Für Gabriele Faber-Wiener trifft das den Nagel auf den Kopf, schließlich ist diese Überzeugung namensgebend für das von ihr gegründete Center for Responsible Management: „Wir müssen weg davon, Business und Nachhaltigkeit als Gegensatzpaar zu betrachten. Man muss klar sagen, wo die Chancen stecken. Das gilt nicht nur für Konsumenten, sondern auch für Unternehmen.“ Faber-Wiener nennt als Beispiel die Art und Weise, wie etwa über sinnvolle EU-Regeln kommuniziert wird, und formuliert einen Vorwurf an diverse Interessenverbände: „Da wird jede EU-Regel immer als Belastung kommuniziert. Da wird nie von Chancen gesprochen. Man sollte nicht immer über die bösen Regularien sprechen, sondern über die Chancen, die darin stecken. Das vermisse ich total.“
Aller Anfang ist leicht
Bleibt am Ende die Frage, was man kleineren und mittleren Unternehmen mit auf den Weg geben kann? „Es geht darum, anzufangen“, bekräftigt Gabriele Faber-Wiener ein schon oft gehörtes, aber bewährtes Rezept und präzisiert: „Es muss inklusiv sein und alle Mitarbeiter*innen miteinbeziehen. Darum beginne ich in der Arbeit mit Unternehmen immer mit den Werten. Das halte ich bei kleineren Unternehmen für den einfachsten Zugang. Die Umsetzung und die Nachhaltigkeitsprozesse kommen dann automatisch. Man sollte sich mit Mitarbeiterinnen hinsetzen und fragen: Was ist eigentlich unsere Verantwortung, was ist unser Geschäft, was unsere Legitimation, wohin geht die Reise? Was tun wir jetzt schon, und wo haben wir Handlungsbedarf?“
Sabine Schellander sieht im klassischen Handwerk per se großartige Voraussetzungen: „Im Handwerk wird meistens gut mit Ressourcen umgegangen. Das liegt dort in der Natur der Sache.“
„Mir gefällt der Begriff Ethical Citizenship, also die Verantwortung, die man als Person gegenüber seiner Umgebung hat, im Ort, im Freundeskreis, in der Familie“, sieht Kilian Kaminski ebenfalls Vorteile für kleine, regionale Betriebe: „Dazu gehört auch, ein kritischer Bürger, ein Botschafter für Nachhaltigkeit zu sein und zu versuchen, die Nachricht zu verbreitern. Man ist als Meister oder Chef ein Vorbild“, so Kaminski, der mit dem Blick auf das große Ganze einen würdigen und hoffnungsfrohen Schlusspunkt in der Debatte setzt: „Wenn man da die richtigen Werte prägt, dann kann man im kleinen Bereich sehr viel bewirken. Nachhaltigkeit sollte nicht Nische sein, sondern Normalität, damit wir einen lebenswerten Planeten erhalten.“
Zu den Personen
Gabriele Faber-Wiener ist Unternehmensberaterin, Gründerin des „Center for Reponsible Management“, Mitglied des österreichischen PR-Ethik-Rates und seit vielen Jahren Juryvorsitzende des Trigos, des renommiertesten österreichischen Nachhaltigkeitspreises, der im Jahr 2023 sein zwanzigjähriges Bestehen feiert.

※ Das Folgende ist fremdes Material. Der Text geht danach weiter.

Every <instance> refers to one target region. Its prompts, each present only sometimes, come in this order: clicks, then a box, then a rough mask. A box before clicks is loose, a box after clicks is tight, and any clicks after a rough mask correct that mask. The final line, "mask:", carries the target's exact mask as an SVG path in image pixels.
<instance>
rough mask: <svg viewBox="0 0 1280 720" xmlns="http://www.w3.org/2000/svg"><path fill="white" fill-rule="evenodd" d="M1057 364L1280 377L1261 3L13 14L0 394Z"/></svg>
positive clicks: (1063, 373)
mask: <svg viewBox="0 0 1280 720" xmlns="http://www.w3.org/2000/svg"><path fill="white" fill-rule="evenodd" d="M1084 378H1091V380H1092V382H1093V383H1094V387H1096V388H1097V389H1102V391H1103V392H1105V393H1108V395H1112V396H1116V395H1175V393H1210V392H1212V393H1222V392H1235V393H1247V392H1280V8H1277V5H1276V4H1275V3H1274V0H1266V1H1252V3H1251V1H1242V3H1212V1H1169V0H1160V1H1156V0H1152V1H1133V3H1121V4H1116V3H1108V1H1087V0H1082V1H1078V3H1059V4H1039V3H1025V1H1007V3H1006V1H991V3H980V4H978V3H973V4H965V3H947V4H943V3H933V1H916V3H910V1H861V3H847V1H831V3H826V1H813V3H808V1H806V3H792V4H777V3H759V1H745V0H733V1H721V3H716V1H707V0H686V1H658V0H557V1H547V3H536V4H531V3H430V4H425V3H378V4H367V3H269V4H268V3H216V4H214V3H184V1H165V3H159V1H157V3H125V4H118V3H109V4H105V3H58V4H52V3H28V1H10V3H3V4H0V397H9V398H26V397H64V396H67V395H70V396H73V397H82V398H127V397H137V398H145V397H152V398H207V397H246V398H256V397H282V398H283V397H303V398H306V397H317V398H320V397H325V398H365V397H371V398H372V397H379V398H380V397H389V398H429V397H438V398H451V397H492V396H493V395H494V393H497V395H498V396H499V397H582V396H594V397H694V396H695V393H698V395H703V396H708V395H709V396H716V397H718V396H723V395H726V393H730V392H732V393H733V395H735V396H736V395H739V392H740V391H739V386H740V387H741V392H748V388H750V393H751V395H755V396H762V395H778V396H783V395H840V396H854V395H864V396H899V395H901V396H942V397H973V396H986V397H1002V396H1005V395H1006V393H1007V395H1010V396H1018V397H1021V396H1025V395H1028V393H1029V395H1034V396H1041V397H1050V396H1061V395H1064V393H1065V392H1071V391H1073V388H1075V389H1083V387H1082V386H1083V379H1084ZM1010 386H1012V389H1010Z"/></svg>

Kilian Kaminski ist Mitgründer von Refurbed, einem Anbieter von generalüberholten Elektro- und Elektronikgeräten. Das Unternehmen hat mit dem Konzept, das künftig auch auf andere Konsumartikel erweitert werden soll, im Jahr 2022 den Trigos gewonnen.
Sabine Schellander ist Co-Head of Sustainability bei Greiner in Kremsmünster, einem international agierenden Unternehmen für Kunststoff- und Schaumstoffverarbeitung. Davor war sie bei Semperit in ähnlicher Position sowie in der Nachhaltigkeitsberatung beim Unternehmen denkstatt in Wien.